The COP Grievance Hearing Panel recommended that, as a result of the violation of Standard Nos. 2, 3, 4, and 7, Dr. Matza be officially suspended for a period of 1 year by the AAOS. The Hearing Panel did not find Dr. Matza in violation of Mandatory Standard Nos. 1, 5, or 6.
Dr. Matza did not appeal the COP Report and Recommendation and, on Sept. 24, 2016, the AAOS Board of Directors considered this matter. After due deliberation, the Board upheld the findings of the Hearing Panel and voted to suspend Richard A. Matza, MD, for 1 year due to unprofessional conduct in the performance of expert witness testimony.
Additional actions not related to the AAOS SOP
At its meeting on Sept. 24, 2016, the AAOS Board of Directors considered the following licensure compliance matters not related to the AAOS SOPs and took the actions indicated.
Ascar Egtedar, MD
AAOS Fellowship Suspended
In November 2015, the Nevada Board of Medical Examiners issued an order of Summary Suspension and Notice of Hearing, which summarily suspended Dr.
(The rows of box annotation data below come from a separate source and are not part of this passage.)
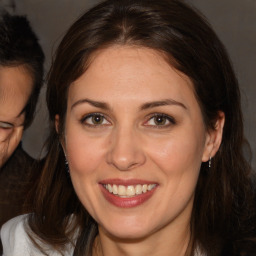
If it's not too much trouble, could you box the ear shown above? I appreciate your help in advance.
[55,115,60,134]
[55,115,66,155]
[202,111,225,162]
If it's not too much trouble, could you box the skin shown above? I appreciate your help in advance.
[0,66,33,167]
[56,46,224,256]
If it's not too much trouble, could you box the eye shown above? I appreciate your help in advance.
[0,121,14,142]
[81,113,110,126]
[145,114,176,128]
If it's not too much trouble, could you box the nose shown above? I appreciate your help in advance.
[107,126,146,171]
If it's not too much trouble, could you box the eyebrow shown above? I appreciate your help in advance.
[71,99,110,110]
[71,99,187,110]
[141,99,187,110]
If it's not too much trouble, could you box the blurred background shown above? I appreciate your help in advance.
[0,0,256,169]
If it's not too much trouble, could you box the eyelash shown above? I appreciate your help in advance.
[0,122,13,130]
[80,113,176,129]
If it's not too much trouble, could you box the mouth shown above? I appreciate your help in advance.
[103,184,156,198]
[99,180,158,208]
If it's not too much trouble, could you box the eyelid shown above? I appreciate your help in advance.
[80,112,111,127]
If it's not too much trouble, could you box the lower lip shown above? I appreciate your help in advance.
[100,184,156,208]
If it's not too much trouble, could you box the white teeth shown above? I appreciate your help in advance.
[104,184,156,197]
[113,184,118,195]
[126,186,135,196]
[135,184,142,195]
[118,185,126,196]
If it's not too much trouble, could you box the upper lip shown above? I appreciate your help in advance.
[99,179,157,186]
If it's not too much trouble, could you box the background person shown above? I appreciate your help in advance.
[0,12,44,244]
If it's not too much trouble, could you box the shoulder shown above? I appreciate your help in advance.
[1,215,32,256]
[1,215,71,256]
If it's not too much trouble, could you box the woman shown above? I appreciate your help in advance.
[0,13,44,227]
[2,0,255,256]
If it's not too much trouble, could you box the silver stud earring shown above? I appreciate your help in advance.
[209,156,212,168]
[65,158,69,174]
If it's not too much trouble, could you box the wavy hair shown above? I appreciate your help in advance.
[28,0,255,256]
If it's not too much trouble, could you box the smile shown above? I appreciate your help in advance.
[103,184,156,198]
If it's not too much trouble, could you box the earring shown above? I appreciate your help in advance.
[65,158,69,174]
[209,156,212,168]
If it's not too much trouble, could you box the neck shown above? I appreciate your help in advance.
[93,220,190,256]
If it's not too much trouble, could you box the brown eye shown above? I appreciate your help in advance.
[145,114,176,128]
[154,116,168,125]
[82,113,110,126]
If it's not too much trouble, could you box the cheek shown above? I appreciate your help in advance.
[0,127,23,167]
[65,126,104,176]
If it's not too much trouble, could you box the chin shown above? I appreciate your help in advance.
[99,219,153,241]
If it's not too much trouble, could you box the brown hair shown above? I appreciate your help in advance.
[26,0,255,255]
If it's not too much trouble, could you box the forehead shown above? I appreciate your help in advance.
[0,66,33,121]
[69,46,195,105]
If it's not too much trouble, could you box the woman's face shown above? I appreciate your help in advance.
[61,46,221,242]
[0,66,33,167]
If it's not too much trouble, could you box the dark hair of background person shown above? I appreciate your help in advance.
[0,10,44,253]
[0,11,44,128]
[27,0,256,256]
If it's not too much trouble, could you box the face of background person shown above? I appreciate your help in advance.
[59,46,224,244]
[0,66,33,167]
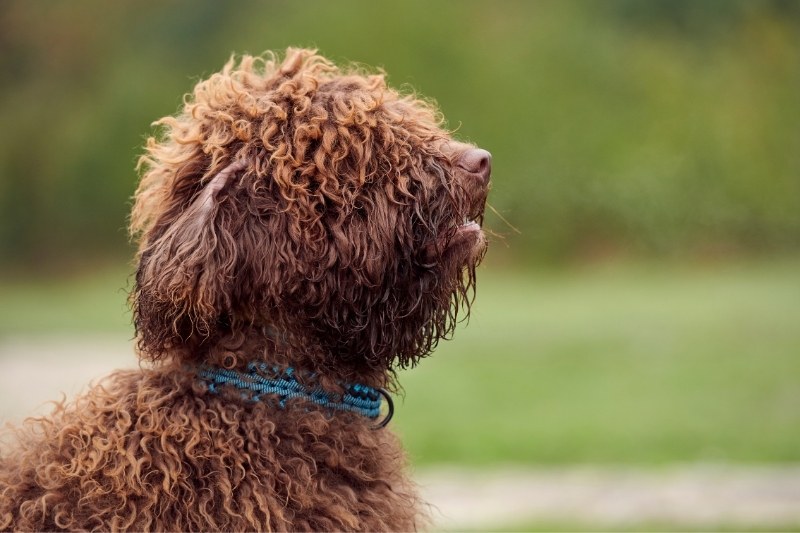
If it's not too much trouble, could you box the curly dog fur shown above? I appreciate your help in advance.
[0,49,489,531]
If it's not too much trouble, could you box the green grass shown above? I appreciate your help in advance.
[0,268,133,338]
[396,262,800,465]
[468,522,798,533]
[0,260,800,465]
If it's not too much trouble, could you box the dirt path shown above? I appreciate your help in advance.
[0,335,800,530]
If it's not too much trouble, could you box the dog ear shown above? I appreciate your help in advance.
[133,161,246,359]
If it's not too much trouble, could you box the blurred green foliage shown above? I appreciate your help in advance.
[0,0,800,268]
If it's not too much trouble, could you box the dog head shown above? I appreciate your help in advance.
[131,49,491,372]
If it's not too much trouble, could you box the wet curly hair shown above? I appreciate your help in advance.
[0,49,488,530]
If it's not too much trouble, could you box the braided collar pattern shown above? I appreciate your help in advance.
[197,362,393,429]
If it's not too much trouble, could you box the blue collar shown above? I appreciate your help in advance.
[197,363,394,429]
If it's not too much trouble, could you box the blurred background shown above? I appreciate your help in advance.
[0,0,800,530]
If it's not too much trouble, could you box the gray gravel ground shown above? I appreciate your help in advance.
[0,335,800,530]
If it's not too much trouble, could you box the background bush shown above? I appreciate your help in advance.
[0,0,800,269]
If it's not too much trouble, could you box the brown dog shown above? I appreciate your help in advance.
[0,49,490,530]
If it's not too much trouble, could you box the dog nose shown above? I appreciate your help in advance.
[458,148,492,184]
Egtedar's license to practice medicine. Following an investigation, the Medical Board determined that the health, safety, and welfare of the public was at imminent risk. The suspension remains in effect until further order of the Investigative Committee and Nevada Board of Medical Examiners.
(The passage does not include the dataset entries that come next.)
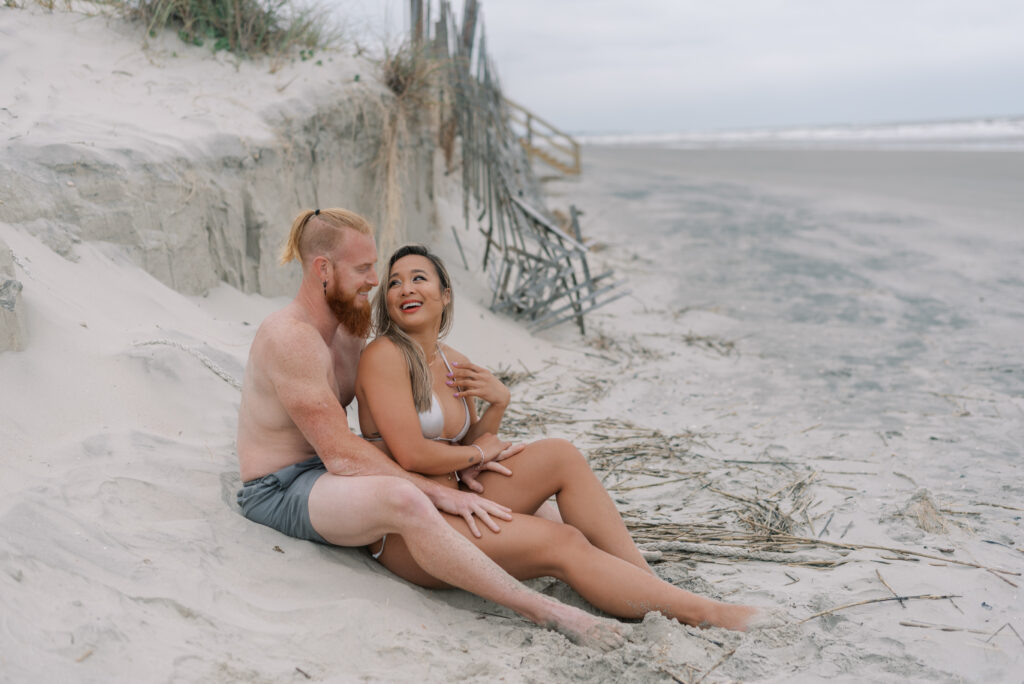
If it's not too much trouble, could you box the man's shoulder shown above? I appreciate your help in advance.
[253,308,329,358]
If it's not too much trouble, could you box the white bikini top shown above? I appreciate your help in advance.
[420,345,470,444]
[364,345,470,444]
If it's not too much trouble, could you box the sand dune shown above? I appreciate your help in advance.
[0,5,1024,682]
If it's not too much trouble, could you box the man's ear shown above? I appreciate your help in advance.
[313,255,331,281]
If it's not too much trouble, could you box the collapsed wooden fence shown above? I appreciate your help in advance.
[410,0,628,333]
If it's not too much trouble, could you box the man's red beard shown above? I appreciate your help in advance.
[327,292,373,339]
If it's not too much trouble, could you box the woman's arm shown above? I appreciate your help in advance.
[447,347,512,444]
[356,339,509,475]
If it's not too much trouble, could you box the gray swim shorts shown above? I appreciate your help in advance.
[238,456,329,544]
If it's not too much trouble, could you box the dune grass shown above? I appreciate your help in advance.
[11,0,342,59]
[125,0,340,58]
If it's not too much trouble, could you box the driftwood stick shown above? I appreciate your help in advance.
[874,568,906,608]
[900,619,991,641]
[776,535,1021,576]
[797,594,961,625]
[972,623,1024,644]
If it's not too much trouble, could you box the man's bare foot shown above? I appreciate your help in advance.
[539,601,633,651]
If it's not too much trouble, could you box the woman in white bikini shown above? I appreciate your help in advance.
[355,245,757,630]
The AAOS Board of Directors voted to suspend Dr. Egtedar's Fellowship in AAOS until he holds a full and unrestricted license to practice medicine.
David Lehrman, MD
North Miami Beach, Fla.
In December 2015, the State of Florida Board of Medicine entered an order in which Dr. Lehrman voluntarily relinquished his license to practice medicine. The order stemmed from the investigation of a complaint in which Dr. Lehrman was found to have given unauthorized individuals access to order medications in his name and use his DEA number. The individuals ordered approximately 64,700 units of oxycodone, 100 units of Lorcet, and 11,650 units of Endocet during a 7-month period from January to July 2010. In October 2010, his pain clinic surrendered less than 5,000 total units, with at least 72,000 units unaccounted for. The Administrative Complaint alleged that Dr. Lehrman was in violation of the following three counts: failure to register to dispense medications; practicing beyond the scope permitted by law; and improperly delegating others to dispense these substances on his behalf.
The AAOS Board of Directors voted to expel Dr. Lehrman.